If we have a home with an integral or even an adjoined garage, buildings insurance companies are prospectively likely to make a ‘cold eyes’ assessment of whether to allow you to keep a hydrogen car in it.
Analysis by academics like Professor Tom Baxter of the University of Aberdeen and manufacturers like Volkswagen of the wind turbine to wheel efficiency of using ‘green’ hydrogen to power vehicles have reached similar indisputably discouraging conclusions. The emerging design approach is for the electricity from the wind turbine to run the electrolysis process offshore. Ignoring the significant energy required to first purify the sea water then, broadly, addressing each process step, electrolysis is about 75 per cent energy efficient. The hydrogen then has to be compressed and transported onshore. This will be about 90 per cent efficient if piped but less if tankered. Around 7 per cent of the energy will be lost in refuelling a 700-bar car however, as stations will compress to 825-1000 bar and pre-cool to around -40 degrees C to prevent the car tanks exceeding 85 degrees C. FCEVs use hydrogen to produce DC electricity which is typically up to 60 per cent efficient then to run the vehicle’s electric motor and to charge its high voltage battery is around 95 per cent efficient. Overall, therefore, the operation from wind turbine to wheel is around 35 per cent energy-efficient or lower.
With pure electric cars (PEVs) supplied from the same wind turbine, around 5 per cent of energy will be lost in transmission due to grid network electrical impedance. Another 15 per cent is lost in charging/discharging of the car’s large-capacity battery and the electric motor drivetrain is about 95 per cent efficient, meaning that PEVs show around 75 per cent efficiency from generation to turning the wheels. That’s twice what is currently achievable with FCEVs, and PEVs travel between 150 and 200 per cent per cent further per kWh of energy.
Our net-zero strategy has to be about less energy consumption, not more. To quote the late Prof David Mackay, “The climate change problem is an energy problem”.
Although the Volkswagen Group has come down firmly on the side of batteries, other manufacturers like Volvo have established that due to the initial higher energy building needs of pure electric cars and their consequently “relatively large carbon footprint” the carbon dioxide break-even point where electric cars become cleaner than internal combustion cars, if supplied 100 per cent with wind-generated electricity, is 31,000 miles. If the charging power is from the current EU mix of sources that rises to 48,500. The challenges are obvious, not least when battery supply chain sustainability and resourcing ethics are also considered.
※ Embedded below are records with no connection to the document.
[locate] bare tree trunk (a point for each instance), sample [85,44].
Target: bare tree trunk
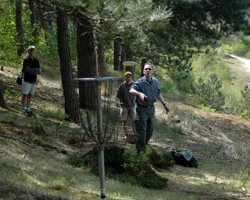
[71,104]
[101,60]
[117,53]
[19,27]
[33,17]
[143,62]
[2,102]
[129,57]
[123,56]
[40,11]
[87,61]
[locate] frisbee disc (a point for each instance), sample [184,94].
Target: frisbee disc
[129,63]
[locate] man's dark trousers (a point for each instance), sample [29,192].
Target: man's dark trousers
[144,123]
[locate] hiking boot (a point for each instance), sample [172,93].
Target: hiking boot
[125,137]
[28,113]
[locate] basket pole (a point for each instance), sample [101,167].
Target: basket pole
[101,142]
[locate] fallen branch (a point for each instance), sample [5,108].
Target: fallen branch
[14,138]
So it’s not all good news regarding decarbonising our surface transport energy demand toward net zero. Hydrogen ICE and FCEVs aren’t realistic competitors in the private car energy chain and remain both significantly energy-inefficient and very expensive for haulage and public transport.
Cars account for 61 per cent of surface transport emissions, HGVs only 17 per cent, buses 3 per cent, and rail 2 per cent (CCC, December 2020) so for cost/benefit it cannot be worthwhile switching to hydrogen fuel cell buses and trains. Through any impartial lens of engineering science, hydrogen fuel cell cars do not appear to be a transport winner and the Government should revisit decisions it has made about related funding. But then there is political virtue signalling.
The opinions expressed are those of the author and do not necessarily reflect the views of IES.